A Canadian nurse, Elizabeth Tracey Mae Wettlaufer, who pleaded guilty to killing eight assisted-living facility residents while she was a nurse, told a detective in a video confession on Thursday, that she thought God wanted to use her to cleanse the world.
Wettlaufer said she injected patients ranged in age from 75 to 90, with lethal dosages of insulin when she poisoned residents in two Ontario facilities between 2007 and 2014.
In a video, played during her one-day trial Thursday, Wettlaufer, 49, told an interrogator that she was angry with life, adding that she knew the difference between right and wrong. But she said she would get a “red surging with God telling me this is the one.”
She said she also picked some victims because they were “mean.”
Some of her victims, James Silcox, 84, Maurice Granat, 84, Gladys Millard, 87, Helen Matheson, 95, Mary Zurawinski, 96, Helen Young, 90 and Maureen Pickering, 79, were residents at Caressant Care Nursing and Retirement Home in Woodstock, where Wettlaufer worked.
Arpad Horvath, 75, resided at Meadow Park Long Term Care in London, Ontario. Horvath died on August 31, 2014.
According to Wettlaufer, who addressed the court on Thursday:
“I had this sense that God wanted her back,” she said of one of her victims. She said she told one of the victims, “I’m sorry, I love you” before injecting him.
She also said that once it was done, “it felt like the pressure was relieved.” She described having a “red surging feeling” when she chose a dementia patient as her next target. After she gave her some blueberry pie she knew “she was the next to go, it was her time.” After she had killed the woman she said she “got that laughing feeling.”
The video also showed Wettlaufer confessing to trying to kill others.
Police in southwestern Ontario said authorities received a tip in September that a nurse had killed multiple patients, which led to Wettlaufer’s arrest.
Wettlaufer said after she killed five people she began to doubt God was telling her to kill.
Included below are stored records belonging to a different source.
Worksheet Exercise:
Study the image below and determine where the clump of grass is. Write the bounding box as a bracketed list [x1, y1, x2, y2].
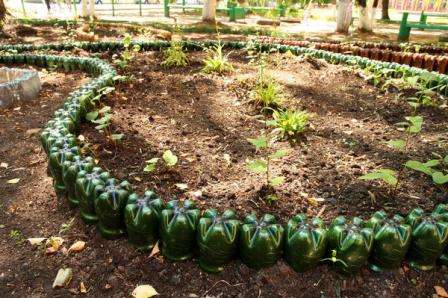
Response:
[161, 41, 188, 68]
[269, 109, 310, 139]
[202, 41, 233, 74]
[251, 76, 284, 108]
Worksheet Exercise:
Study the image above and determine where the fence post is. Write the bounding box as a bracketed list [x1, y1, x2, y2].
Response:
[21, 0, 26, 17]
[182, 0, 185, 13]
[73, 0, 78, 19]
[164, 0, 169, 17]
[139, 0, 142, 16]
[112, 0, 115, 16]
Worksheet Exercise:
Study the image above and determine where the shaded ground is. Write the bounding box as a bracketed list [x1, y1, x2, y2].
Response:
[0, 50, 447, 297]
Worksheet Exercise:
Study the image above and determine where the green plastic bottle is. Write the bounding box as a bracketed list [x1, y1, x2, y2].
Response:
[239, 214, 284, 270]
[94, 178, 132, 239]
[40, 126, 69, 154]
[407, 205, 448, 270]
[124, 191, 164, 251]
[327, 216, 374, 273]
[75, 167, 110, 224]
[433, 204, 448, 266]
[48, 145, 79, 199]
[284, 214, 327, 272]
[365, 211, 411, 271]
[62, 156, 95, 207]
[197, 209, 240, 273]
[160, 200, 200, 261]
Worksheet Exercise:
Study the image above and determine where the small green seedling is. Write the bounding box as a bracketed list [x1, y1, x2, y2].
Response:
[321, 249, 349, 269]
[113, 34, 141, 69]
[10, 229, 25, 245]
[144, 150, 178, 172]
[250, 55, 284, 108]
[161, 41, 188, 68]
[246, 133, 289, 195]
[202, 41, 233, 74]
[86, 104, 124, 145]
[359, 168, 398, 187]
[405, 154, 448, 186]
[268, 109, 310, 139]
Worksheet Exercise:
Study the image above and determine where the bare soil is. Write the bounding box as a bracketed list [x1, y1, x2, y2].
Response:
[0, 51, 447, 297]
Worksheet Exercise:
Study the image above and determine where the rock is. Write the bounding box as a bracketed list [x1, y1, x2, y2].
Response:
[169, 274, 181, 286]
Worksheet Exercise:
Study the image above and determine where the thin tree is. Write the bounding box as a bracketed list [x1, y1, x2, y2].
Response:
[202, 0, 217, 22]
[0, 0, 7, 24]
[381, 0, 389, 20]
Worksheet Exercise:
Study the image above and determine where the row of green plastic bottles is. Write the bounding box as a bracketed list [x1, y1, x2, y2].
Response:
[1, 42, 446, 274]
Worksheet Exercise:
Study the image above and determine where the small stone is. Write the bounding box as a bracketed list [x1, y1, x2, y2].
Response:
[170, 274, 181, 286]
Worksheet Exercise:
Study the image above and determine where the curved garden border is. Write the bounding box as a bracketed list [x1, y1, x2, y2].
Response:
[1, 40, 447, 274]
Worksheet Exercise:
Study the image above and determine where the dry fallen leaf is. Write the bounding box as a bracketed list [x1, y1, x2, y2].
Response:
[80, 281, 87, 293]
[223, 153, 231, 166]
[0, 162, 8, 169]
[52, 268, 73, 288]
[435, 286, 448, 298]
[132, 285, 158, 298]
[27, 237, 46, 245]
[68, 241, 86, 253]
[6, 178, 20, 184]
[46, 236, 64, 254]
[149, 242, 160, 258]
[25, 128, 40, 137]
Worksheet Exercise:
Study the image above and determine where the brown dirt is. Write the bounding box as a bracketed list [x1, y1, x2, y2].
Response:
[0, 52, 447, 297]
[84, 50, 448, 223]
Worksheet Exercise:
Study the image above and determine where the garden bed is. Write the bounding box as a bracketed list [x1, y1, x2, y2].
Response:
[80, 49, 448, 224]
[0, 41, 447, 297]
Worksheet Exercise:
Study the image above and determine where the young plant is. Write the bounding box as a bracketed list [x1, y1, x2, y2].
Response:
[360, 115, 424, 191]
[250, 59, 284, 108]
[246, 118, 290, 203]
[268, 109, 310, 139]
[202, 41, 233, 74]
[144, 150, 178, 173]
[161, 22, 188, 68]
[251, 77, 284, 108]
[113, 34, 141, 69]
[86, 105, 124, 145]
[161, 40, 188, 68]
[405, 153, 448, 186]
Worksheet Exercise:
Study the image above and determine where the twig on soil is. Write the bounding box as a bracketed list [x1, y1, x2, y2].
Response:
[203, 280, 243, 296]
[317, 205, 326, 218]
[249, 199, 259, 208]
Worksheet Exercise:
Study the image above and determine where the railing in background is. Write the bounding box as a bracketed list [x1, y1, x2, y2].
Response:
[390, 0, 448, 13]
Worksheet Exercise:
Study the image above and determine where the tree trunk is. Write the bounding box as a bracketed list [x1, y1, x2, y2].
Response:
[381, 0, 389, 20]
[89, 0, 95, 19]
[202, 0, 217, 22]
[82, 0, 88, 17]
[0, 0, 6, 23]
[357, 0, 374, 32]
[336, 0, 353, 34]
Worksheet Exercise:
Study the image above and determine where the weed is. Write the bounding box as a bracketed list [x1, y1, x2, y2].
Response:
[202, 41, 233, 74]
[59, 217, 76, 235]
[268, 109, 310, 139]
[113, 34, 141, 69]
[162, 41, 188, 68]
[10, 229, 25, 244]
[246, 116, 290, 203]
[144, 150, 179, 173]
Maybe it was the devil, she thought. There were no killings between fall 2011 and July 2013. The former nurse told friends and a pastor what she had done, but that they didn’t report her or do anything about it.
“Maybe they didn’t believe me,” she says. “I don’t know. Maybe they just thought I was doing something that the patient wanted.”
Wettlaufer will be sentenced later this month and faces life in prison.